Das ungewöhnliche Smartphone mit abgerundetem Display hat dem S7 zunehmend den Rang abgelaufen. Bereits das Vorgängermodell verkaufte sich nahezu gleich gut wie das eigentliche Flaggschiff - trotz höherem Preis und geringer Verfügbarkeit zu Beginn. Eine Entwicklung, mit der selbst Samsung nicht gerechnet hatte. Mit der neuen Generation versucht Samsung, die beiden Geräte stärker voneinander zu differenzieren. Das S7 Edge ist größer als sein Vorgänger, das S7 behält das handliche Format des Vorgängers. Doch reicht das, um gegen den optisch auffälligen “großen Bruder” zu bestehen? Ich durfte die vergangenen zwei Wochen mit dem S7 verbringen.
Eines gleich vorweg: Ich liebe große Smartphones. Je größer, desto besser (mit einigen wenigen Ausnahmen). Doch wie ich in den vergangenen Jahren feststellen durfte, bin ich damit in der Minderheit.

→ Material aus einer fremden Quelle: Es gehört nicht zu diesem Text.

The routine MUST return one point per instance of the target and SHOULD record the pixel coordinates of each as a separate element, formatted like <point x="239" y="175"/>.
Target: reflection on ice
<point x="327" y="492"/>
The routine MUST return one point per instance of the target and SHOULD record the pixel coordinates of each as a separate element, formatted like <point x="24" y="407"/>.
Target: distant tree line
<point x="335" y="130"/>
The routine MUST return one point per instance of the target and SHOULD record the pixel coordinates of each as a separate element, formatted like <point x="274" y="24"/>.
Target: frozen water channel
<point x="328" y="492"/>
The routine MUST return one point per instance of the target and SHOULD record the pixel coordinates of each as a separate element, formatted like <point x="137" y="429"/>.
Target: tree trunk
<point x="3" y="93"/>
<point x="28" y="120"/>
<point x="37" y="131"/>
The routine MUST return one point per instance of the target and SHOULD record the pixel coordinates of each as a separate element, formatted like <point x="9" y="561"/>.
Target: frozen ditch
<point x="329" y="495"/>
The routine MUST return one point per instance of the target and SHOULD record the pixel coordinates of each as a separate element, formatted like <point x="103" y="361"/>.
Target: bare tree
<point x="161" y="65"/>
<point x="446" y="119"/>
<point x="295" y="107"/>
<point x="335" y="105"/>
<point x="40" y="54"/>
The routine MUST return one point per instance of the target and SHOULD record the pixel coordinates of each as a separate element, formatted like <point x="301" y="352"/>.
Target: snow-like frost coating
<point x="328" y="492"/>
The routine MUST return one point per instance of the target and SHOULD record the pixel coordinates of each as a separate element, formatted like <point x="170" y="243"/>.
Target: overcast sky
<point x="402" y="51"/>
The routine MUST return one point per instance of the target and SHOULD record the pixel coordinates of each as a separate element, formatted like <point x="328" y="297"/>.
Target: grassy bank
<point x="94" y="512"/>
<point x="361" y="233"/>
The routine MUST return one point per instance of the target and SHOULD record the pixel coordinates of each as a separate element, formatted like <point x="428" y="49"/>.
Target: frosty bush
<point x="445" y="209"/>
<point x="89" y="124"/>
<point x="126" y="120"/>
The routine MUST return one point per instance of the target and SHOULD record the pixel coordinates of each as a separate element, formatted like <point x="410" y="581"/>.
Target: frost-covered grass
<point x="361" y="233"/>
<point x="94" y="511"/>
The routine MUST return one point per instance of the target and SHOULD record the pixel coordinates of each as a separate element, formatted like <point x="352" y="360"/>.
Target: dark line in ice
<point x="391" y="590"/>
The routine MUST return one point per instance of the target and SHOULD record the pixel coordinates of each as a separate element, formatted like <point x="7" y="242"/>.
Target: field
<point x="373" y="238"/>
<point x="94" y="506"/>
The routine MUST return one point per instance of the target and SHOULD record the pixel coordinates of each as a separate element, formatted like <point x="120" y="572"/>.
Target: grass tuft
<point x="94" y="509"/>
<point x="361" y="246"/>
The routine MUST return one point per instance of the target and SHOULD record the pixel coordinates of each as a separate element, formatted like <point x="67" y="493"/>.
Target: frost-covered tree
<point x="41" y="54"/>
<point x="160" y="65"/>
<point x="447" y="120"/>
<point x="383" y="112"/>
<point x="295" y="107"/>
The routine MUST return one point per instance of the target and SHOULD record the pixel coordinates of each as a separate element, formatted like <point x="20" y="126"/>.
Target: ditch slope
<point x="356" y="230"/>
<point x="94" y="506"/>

Egal ob Freunde, Familie oder Bekannte, der Tenor ist stets der Gleiche: Das ist viel zu groß, ich kann es nicht mehr mit einer Hand bedienen. Ein Umstand, der mich nie gestört hat. Im Gegenteil: Nach jahrelanger Phablet-Nutzung war es ein kleiner Kulturschock, als ich das S7 in die Hand nahm.
Obwohl das S7 breit genug für zweihändiges Tippen ist, habe ich es bereits nach wenigen Tagen ausschließlich mit einer Hand bedient. Dazu trug auch der flotte Fingerabdruck-Leser am Home-Button bei, der den registrierten Finger in neun von zehn Fällen sofort erkannte. Doch der wahre Grund war die hervorragende Haptik des Smartphones: Es lässt sich einfach so angenehm, aber dennoch sicher halten. Während Smartphones wie das OnePlus 2 zwar optisch ansprechend sind, sich in der Hand aber wie ein Ziegelstein anfühlen, schmiegt sich das S7 nahezu in jeder beliebigen Position in die Handfläche. Selbst mit Handschuhen hatte ich nie die Furcht, dass mir das Smartphone entgleiten könnte.
Samsung setzt sich auch dem aktuellen Schlankheitswahn der Branche entgegen und macht das S7 knapp einen Millimeter dicker als seinen Vorgänger. Das tut dem Smartphone erstaunlich gut, denn mit 7,9 Millimetern ist es weiterhin dünn genug für die Hosentasche, lässt sich aber besser halten als sein Vorgänger. Auch das zusätzliche Gewicht (von 138 auf 152 Gramm) gibt dem Smartphone einen hochwertigeren Eindruck und trägt positiv zur Haptik bei. Die schmalen Ränder an der linken und rechten Seite lassen ebenfalls rasch vergessen, dass der Bildschirm “nur” flach ist. Hin und wieder wünscht man sich aber ein wenig mehr Platz an der Seite, denn beim kräftigen Umklammern des Smartphones kommt man hin und wieder versehentlich am Bildschirm an und vertippt sich so beispielsweise.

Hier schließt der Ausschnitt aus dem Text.